Candida overgrowth in the digestive tract produces different metabolic waste byproducts that get reabsorbed in the blood from the intestines and eventually appear in the urine as organic acids. For example, the organic acids D-arabinotol is a marker associated with yeast overgrowth. Another organic acid, arabinose, may also be used as a reference but requires specific dietary restrictions to avoid interference with testing.
4. Stool Test
Specialized stool tests like a stool microbiology or comprehensive stool analysis test can be used to detect and identify different types of bacteria and yeast that cause infections of the lower digestive tract. Testing typically includes a stool culture and microscopy to analyze the growth and presence of Candida. Microbial susceptibility testing is also used to determine the most effective natural and pharmaceutical options for treating Candida. Test kits are provided by your healthcare practitioner so that a stool sample can be conveniently collected from your home and shipped directly to the laboratory for analysis.
It is important to ensure that both a microscopy and culture is included in stool testing to enhance the detection of yeast overgrowth. Yeast are not uniformly dispersed throughout the stool and this may lead to undetectable or low levels of yeast identified by microscopy, despite a positive culture and identified yeast species. On the other hand, microscopic examination may reveal a significant amount of yeast present but no viable yeast cultured, since yeast may not always survive transit through the intestines. Yeast is normally found in very small amounts in a healthy intestinal tract. A normal finding would include none or rare amounts of yeast; however, yeast observed in higher amounts (few, moderate to many) is considered abnormal and treating the overgrowth may result in an improvement in your digestive symptoms.
Candidiasis in the digestive tract can often lead to symptoms like indigestion, bloating, belching, nausea, abdominal cramping, and diarrhea. Candida overgrowth also leads to dysbiosis and inflammation in the digestive tract, leading to intestinal permeability and can even aggravate conditions like ulcerative colitis and Crohn’s disease. In addition, because Candida thrives on simple sugars, it is not uncommon to experience sugar cravings.
5. Blood Test – Candida Antibody (IgA, IgM, IgG)
Our immune system produces antibodies to fight off an infection such as bacteria, viruses, or other invaders. A blood test measuring these antibodies for Candida can determine if your immune system is reacting to it.
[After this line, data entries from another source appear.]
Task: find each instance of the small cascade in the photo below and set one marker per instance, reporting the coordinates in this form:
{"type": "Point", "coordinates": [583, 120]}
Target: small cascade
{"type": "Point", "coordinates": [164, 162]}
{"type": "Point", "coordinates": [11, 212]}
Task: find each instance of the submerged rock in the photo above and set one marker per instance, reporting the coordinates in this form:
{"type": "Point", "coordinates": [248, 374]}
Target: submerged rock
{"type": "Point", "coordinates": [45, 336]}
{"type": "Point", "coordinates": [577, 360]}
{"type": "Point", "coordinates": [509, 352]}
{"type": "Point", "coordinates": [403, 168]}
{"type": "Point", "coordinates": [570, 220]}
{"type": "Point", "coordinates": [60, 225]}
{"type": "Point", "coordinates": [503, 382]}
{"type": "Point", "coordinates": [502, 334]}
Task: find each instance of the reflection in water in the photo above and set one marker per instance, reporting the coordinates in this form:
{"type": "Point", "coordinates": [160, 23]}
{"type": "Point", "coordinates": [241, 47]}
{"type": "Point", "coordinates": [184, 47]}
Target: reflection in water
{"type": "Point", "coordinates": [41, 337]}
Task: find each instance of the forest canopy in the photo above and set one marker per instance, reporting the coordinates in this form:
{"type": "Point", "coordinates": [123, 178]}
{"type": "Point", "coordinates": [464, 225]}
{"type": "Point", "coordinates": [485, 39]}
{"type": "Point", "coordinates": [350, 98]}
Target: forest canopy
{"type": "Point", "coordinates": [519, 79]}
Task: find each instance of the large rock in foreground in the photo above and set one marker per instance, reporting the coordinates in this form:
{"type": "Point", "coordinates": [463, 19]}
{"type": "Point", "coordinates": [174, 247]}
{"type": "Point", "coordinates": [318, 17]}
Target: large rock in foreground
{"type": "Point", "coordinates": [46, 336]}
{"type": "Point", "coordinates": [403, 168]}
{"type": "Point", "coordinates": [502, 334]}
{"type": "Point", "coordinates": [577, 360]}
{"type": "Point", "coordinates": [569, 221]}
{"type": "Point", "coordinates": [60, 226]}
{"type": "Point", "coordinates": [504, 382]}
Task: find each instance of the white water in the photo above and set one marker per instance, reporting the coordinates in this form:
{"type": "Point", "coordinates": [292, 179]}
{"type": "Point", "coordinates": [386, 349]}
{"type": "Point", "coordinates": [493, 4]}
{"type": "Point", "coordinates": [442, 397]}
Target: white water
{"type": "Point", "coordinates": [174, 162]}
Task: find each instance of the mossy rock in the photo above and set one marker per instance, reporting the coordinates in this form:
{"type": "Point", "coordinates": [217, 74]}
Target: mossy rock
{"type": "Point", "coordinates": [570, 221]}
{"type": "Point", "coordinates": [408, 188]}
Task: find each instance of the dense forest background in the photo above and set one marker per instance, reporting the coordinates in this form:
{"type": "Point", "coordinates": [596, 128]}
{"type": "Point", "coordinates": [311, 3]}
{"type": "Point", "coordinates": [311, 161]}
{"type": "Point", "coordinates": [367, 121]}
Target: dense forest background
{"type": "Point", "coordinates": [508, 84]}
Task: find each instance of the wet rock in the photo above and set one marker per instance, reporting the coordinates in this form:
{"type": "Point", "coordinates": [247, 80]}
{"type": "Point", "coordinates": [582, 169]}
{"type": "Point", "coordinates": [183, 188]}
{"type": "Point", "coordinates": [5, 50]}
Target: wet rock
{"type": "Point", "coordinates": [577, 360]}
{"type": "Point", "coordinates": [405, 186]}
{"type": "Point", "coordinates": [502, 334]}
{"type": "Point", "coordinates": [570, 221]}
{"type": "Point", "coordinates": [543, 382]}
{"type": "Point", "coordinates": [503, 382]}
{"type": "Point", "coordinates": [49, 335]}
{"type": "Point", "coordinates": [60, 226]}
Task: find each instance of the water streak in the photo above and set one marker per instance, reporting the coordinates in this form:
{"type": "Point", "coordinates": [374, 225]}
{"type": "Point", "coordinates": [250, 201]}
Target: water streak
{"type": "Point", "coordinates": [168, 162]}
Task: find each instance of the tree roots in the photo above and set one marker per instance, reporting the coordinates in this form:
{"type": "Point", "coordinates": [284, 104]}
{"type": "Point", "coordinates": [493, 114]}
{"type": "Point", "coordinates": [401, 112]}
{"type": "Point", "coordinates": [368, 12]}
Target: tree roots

These antibodies come in three different classes: IgG, IgA and IgM. IgG antibodies, the most abundant type of antibody, is found in the blood and extracellular fluids and elevated levels can reflect either an ongoing or a previous infection. IgA antibodies are produced by the mucous membranes, respiratory tract, as well as genital and urinary tract. Elevated IgA levels reflect the immune system fighting infection in either of these areas. IgM antibodies are found mainly in the blood and lymph fluid, and is the first antibody produced to fight a new infection.
It is important to keep in mind that Candida antibody testing can lead to both false negative and false positive results, and a positive test should be interpreted with your symptoms and clinical presentation by your healthcare provider. Those with a weakened compromised immune system may not be able to produce enough antibodies, leading to a false negative blood test result. On the other hand, because yeast can be present in the body in small amounts, it is possible for an uninfected person to show a positive antibody response.